И все было бы в порядке. Молодой идиот, сгоравший от неразделенной страсти и ревности, не проболтался бы разбойничьему лазутчику, тот не залез бы в усадьбу, не попался бы в ловушку и не навлек бы на его седую голову несмываемый позор и бесчестье. Он, Монк, по-прежнему был бы сотником и в охотку развлекался бы с Вейлой. А теперь он стал жалким рядовым, и проклятый Гумар – чтоб ему пусто было! – занял его место, поселился в его доме… О Вейле же, ставшей его законной женой, и думать невозможно без жгучего стыда и отвращения, после того что сделал с ней по приказу графа… Если бы мог – извернувшись, плюнул бы в собственную рожу! Ну почему, почему все эти несчастья случились именно с ним?! Ведь он не самый худший человек на земле… Какая ужасная и обидная несправедливость!

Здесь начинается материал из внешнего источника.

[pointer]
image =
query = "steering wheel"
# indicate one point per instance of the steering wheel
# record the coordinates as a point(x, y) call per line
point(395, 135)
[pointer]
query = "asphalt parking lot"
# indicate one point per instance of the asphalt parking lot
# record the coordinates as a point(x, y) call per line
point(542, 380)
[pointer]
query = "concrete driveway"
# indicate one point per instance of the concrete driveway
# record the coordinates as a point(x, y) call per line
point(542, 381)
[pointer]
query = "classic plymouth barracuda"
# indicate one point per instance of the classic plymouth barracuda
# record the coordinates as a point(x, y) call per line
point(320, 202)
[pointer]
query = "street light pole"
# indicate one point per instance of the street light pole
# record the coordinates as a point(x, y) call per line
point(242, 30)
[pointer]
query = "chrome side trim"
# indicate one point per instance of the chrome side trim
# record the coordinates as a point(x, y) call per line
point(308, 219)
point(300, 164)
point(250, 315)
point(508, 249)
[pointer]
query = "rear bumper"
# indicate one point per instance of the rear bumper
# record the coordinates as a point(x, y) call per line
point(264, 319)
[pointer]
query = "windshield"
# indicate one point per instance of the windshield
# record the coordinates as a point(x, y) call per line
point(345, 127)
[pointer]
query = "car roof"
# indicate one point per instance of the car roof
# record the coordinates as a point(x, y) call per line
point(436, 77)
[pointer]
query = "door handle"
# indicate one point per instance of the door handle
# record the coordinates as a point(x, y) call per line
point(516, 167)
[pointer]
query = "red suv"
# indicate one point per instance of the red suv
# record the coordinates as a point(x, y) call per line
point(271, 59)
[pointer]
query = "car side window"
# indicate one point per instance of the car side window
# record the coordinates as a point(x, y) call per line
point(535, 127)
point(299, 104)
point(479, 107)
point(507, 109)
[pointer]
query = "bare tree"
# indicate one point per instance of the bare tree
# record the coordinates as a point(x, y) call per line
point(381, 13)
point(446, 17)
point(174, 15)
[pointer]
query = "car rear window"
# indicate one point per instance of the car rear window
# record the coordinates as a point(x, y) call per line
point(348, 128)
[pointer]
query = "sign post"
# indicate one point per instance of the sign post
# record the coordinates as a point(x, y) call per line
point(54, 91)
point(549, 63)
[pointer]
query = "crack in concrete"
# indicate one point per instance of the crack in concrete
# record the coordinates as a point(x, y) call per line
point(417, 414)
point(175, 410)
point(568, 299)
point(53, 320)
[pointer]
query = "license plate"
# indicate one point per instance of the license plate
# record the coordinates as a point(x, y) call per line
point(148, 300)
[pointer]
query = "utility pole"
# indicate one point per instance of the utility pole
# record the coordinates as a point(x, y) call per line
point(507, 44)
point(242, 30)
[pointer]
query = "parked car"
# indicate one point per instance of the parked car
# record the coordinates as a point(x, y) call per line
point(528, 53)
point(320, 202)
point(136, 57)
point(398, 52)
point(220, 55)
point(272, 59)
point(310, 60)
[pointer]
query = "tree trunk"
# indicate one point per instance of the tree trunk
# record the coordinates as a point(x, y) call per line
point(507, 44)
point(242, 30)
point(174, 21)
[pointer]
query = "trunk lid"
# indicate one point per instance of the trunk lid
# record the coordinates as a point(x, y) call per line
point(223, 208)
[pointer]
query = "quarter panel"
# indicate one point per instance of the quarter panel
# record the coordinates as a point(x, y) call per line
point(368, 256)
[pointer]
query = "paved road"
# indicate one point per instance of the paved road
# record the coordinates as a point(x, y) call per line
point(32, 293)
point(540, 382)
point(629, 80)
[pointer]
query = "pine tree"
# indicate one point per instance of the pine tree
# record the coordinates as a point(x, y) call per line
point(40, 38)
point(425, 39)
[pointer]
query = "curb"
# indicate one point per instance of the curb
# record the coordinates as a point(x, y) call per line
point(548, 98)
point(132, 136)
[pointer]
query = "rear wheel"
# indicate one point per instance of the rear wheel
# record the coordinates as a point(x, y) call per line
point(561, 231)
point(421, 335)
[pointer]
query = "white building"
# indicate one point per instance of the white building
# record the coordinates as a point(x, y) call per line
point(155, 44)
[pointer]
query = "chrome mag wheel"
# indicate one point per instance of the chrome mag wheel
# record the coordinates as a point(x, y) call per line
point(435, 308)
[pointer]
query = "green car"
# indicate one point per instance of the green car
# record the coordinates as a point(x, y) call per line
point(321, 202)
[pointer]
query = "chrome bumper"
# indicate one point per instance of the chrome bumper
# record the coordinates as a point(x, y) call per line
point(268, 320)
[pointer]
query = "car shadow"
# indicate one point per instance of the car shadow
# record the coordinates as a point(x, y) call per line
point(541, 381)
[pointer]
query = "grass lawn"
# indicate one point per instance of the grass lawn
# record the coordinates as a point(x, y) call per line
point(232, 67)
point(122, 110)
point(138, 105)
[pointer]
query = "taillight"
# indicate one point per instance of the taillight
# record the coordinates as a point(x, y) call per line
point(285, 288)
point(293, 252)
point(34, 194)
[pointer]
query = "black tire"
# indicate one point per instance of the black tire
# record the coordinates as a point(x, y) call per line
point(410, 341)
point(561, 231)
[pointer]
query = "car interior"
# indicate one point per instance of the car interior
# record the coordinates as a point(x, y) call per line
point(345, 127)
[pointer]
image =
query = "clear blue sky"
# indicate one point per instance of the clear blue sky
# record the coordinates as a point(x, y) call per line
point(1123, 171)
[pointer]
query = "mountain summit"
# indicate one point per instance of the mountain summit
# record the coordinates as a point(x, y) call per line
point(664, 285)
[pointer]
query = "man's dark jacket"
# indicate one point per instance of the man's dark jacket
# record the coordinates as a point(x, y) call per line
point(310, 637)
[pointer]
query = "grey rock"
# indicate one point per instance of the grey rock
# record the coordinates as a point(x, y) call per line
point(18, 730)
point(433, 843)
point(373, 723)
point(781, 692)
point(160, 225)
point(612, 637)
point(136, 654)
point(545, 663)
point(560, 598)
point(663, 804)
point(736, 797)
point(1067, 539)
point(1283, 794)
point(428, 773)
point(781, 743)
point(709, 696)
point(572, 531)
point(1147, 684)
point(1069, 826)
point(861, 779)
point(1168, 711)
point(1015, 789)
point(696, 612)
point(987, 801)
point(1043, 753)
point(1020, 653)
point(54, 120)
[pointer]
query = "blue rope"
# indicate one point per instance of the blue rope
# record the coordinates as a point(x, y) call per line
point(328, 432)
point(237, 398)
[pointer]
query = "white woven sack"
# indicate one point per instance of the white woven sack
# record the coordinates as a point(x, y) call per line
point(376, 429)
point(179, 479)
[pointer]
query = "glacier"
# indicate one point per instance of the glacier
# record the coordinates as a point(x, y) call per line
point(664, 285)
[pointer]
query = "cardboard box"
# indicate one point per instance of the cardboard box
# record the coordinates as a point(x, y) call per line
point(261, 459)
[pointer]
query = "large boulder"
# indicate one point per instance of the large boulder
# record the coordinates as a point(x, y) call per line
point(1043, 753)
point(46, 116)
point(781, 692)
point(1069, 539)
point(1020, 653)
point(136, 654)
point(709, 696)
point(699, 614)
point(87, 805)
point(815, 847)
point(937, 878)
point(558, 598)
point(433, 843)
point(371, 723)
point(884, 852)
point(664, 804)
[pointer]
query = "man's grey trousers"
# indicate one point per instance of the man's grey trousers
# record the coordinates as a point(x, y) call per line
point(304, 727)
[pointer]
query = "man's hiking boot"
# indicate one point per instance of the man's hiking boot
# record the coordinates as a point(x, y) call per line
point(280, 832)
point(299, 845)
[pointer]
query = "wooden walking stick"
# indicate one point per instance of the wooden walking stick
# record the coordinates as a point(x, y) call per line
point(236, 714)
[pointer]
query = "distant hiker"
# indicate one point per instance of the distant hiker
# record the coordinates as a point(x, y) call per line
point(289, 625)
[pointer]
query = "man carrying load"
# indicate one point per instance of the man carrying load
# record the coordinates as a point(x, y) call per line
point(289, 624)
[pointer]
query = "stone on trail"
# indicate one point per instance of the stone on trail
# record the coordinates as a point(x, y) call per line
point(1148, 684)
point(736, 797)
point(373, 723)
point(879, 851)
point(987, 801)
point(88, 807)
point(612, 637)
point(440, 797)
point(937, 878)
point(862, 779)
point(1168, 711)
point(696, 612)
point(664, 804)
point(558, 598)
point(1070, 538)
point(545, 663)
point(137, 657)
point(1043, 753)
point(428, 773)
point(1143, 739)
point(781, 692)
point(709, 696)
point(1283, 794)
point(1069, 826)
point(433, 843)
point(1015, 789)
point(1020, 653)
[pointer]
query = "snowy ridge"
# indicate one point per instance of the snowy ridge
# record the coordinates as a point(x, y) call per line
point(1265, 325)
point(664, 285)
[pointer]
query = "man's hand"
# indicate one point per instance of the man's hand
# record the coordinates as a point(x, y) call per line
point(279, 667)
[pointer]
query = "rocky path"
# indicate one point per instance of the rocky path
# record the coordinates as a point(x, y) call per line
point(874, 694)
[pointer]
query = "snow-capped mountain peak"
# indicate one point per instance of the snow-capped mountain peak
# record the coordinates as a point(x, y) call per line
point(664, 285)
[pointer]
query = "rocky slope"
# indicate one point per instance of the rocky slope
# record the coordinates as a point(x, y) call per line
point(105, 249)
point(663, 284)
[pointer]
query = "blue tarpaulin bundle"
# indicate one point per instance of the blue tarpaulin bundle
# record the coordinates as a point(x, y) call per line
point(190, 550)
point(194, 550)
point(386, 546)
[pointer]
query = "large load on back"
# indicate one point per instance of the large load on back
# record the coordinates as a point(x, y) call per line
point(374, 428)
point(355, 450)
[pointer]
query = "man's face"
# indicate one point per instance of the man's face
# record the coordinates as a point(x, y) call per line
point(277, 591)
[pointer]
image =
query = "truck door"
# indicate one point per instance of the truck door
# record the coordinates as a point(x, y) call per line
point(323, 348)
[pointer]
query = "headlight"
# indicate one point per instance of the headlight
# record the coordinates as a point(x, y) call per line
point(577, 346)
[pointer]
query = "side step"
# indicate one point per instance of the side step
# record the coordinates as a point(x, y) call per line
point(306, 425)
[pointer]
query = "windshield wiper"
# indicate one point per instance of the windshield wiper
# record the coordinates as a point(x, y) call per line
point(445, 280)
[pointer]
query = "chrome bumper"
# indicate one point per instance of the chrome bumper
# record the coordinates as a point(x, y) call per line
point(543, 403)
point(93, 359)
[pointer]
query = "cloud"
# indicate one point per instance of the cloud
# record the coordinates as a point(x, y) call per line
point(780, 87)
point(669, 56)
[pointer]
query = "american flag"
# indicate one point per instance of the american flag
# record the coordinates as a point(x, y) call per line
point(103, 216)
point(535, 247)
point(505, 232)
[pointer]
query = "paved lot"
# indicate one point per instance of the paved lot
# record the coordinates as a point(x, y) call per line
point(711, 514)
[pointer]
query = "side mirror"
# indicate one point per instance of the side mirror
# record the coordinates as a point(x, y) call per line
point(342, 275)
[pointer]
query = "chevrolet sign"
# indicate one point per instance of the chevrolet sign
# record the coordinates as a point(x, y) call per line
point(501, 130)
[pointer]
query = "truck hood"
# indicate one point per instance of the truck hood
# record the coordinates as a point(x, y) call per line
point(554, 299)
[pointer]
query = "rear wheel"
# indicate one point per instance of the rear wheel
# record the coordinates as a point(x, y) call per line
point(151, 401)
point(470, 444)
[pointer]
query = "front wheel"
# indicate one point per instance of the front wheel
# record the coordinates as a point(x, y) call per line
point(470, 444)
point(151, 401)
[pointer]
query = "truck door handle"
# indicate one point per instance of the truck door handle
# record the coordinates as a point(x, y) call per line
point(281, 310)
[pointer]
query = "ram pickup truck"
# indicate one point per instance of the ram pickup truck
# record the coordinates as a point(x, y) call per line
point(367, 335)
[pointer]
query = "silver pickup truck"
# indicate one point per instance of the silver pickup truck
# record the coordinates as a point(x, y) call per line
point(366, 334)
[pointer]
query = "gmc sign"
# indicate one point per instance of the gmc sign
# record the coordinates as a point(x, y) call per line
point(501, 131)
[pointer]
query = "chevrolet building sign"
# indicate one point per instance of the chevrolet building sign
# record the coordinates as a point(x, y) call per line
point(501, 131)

Полный жалости к себе и бессильной ярости на злую судьбу, Монк грохнул кулаком в дверь, не рассчитав силу удара, и тут же болезненно скривился, потирая ушибленные костяшки.
Ему открыла невысокая, плотная женщина с широким обветренным лицом, в темно-коричневом платье, белом накрахмаленном переднике и таком же кружевном чепце.
– Что угодно господину: отобедать или взять комнату? Или и то и другое? – низким грудным голосом спросила она.
– Обед, голубушка! На двоих, – уточнил Монк, указав через плечо большим пальцем на молодого стражника. – И передай-ка хозяину, пусть распорядится насчет наших лошадей.
– А вот этого не передам, извините! – лукаво улыбнулась она.
– Почему? – недоуменно спросил бывший сотник.
– Потому что хозяина здесь нет.
– А где же он?
– Боги ведают! Может, когда и объявится…
Видя, как брови Монка поползли вверх, женщина рассмеялась:
– Да я, я хозяйка! Третий год как овдовела, сама за двором слежу. Встречу достойного человека – выйду за него, а нет – значит, не судьба… Проходите, почтенные гости! За лошадей не беспокойтесь – все сделают наилучшим образом.
Эйрис, осторожно отставив опустевшую рюмку – она так и шевелилась в пальцах, норовя выскользнуть и укатиться, – подперла ладонью подбородок и с нескрываемой любовью посмотрела на кучера, молодецки опрокинувшего очередной стакан вина. Вишневая наливка привела ее в то блаженное состояние, когда жизнь по-прежнему кажется светлой и радостной, но уже тянет поговорить о ее смысле.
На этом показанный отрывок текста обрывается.